Actually no, not quite. It can get complicated, so not going to go far down that rabbit hole. The insurance company makes a liability decision. Honestly, it's rarely liability that's the cause of a file going to litigation. It's the value...i.e. the plaintiff lawyer wants more money. When suit is filed, liability is often not even discussed as it's agreed to between the parties prior to litigation. If it's not agreed, the courts don't want to get involved in liability all that much. Reality is that 99% of the time, when suit is filed, the case settles long before it ever reaches an actual courtroom. Very, very few claims make it to an actual trial.
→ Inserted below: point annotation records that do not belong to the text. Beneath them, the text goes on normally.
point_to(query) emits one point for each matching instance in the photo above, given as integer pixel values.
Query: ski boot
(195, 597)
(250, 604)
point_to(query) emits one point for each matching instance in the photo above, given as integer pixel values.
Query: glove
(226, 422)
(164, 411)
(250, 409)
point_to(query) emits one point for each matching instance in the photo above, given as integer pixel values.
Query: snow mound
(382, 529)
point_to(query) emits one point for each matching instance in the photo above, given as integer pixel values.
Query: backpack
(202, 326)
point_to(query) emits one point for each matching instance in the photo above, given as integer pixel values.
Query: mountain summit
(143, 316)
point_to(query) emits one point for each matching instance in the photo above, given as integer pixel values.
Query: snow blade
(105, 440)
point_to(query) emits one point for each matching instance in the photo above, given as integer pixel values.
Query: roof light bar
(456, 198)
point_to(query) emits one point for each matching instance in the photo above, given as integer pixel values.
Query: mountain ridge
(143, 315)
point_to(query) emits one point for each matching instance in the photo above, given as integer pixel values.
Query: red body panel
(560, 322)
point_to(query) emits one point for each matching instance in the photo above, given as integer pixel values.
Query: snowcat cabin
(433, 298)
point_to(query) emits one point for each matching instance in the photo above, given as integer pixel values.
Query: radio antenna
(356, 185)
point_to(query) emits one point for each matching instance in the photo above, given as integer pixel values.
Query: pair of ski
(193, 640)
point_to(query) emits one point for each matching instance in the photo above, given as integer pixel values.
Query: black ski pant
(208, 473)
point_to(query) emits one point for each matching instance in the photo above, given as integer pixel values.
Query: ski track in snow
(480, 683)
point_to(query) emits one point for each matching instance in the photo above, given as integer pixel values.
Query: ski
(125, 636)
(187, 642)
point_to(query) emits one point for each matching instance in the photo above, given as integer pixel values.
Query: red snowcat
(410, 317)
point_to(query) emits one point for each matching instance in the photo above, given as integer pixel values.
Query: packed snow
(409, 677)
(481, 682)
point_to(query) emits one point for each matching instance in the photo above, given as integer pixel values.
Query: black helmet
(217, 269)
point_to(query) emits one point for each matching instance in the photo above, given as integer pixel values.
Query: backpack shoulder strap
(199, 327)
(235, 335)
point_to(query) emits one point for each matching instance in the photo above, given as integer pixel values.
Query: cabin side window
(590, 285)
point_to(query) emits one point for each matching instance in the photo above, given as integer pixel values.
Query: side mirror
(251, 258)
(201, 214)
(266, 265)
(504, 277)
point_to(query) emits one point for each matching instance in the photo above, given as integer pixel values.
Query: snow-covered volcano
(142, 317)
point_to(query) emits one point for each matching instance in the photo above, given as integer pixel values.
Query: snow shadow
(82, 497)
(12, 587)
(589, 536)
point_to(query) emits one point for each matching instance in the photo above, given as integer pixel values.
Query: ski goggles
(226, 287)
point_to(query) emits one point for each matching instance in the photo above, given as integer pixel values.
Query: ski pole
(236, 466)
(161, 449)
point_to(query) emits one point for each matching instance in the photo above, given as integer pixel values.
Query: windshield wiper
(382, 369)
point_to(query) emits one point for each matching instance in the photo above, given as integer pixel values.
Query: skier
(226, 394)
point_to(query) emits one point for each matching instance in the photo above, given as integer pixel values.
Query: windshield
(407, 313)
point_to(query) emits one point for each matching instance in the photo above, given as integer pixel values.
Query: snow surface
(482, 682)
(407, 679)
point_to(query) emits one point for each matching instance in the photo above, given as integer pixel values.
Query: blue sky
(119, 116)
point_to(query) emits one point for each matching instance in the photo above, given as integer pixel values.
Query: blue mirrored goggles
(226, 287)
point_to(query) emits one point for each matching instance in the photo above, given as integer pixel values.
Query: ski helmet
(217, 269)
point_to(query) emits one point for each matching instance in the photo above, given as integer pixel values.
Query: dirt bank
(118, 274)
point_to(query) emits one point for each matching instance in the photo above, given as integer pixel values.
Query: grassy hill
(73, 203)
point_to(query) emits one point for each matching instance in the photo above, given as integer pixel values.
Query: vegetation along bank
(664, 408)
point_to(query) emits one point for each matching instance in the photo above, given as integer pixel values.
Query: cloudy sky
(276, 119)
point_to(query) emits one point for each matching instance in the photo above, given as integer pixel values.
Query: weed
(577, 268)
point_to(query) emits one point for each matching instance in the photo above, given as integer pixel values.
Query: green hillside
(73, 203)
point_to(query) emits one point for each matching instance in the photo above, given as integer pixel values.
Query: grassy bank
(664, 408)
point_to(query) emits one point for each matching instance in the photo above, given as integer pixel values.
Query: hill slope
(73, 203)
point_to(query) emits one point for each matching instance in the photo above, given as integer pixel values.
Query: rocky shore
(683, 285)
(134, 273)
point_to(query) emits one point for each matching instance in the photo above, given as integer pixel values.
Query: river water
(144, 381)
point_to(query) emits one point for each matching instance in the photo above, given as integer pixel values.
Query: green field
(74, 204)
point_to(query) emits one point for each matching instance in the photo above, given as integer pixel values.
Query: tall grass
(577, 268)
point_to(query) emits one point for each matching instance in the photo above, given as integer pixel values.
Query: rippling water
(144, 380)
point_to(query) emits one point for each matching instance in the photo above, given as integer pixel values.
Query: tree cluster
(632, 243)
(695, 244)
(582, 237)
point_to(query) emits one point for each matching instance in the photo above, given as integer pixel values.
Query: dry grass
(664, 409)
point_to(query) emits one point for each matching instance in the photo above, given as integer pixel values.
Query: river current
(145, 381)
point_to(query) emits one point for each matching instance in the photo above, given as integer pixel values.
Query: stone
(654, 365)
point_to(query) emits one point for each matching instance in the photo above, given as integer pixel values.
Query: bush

When they do, if liability is still in dispute, it can be left in the hands of a jury of peers to make a decision. It's not a judge who decides, it's a jury. That's a "wild card" that neither side, especially insurance companies, want to mess with if they can avoid it, simply because a jury of peers often has very little understanding of liability principles.
So yes, on that extremely rare case that gets into a courtroom (usually only really bad ones, like fatalities), the court...i.e. a jury of peers, not a judge...can decide liability. But in 99.99% of cases, it's the insurance company.
For claims where injury isn't involved, but insurance companies are arguing over who's at fault, then it goes to what's called intercompany arbitration. Those arbitrators who hear the cases are insurance professionals. The decisions they make are legally binding. I'm one.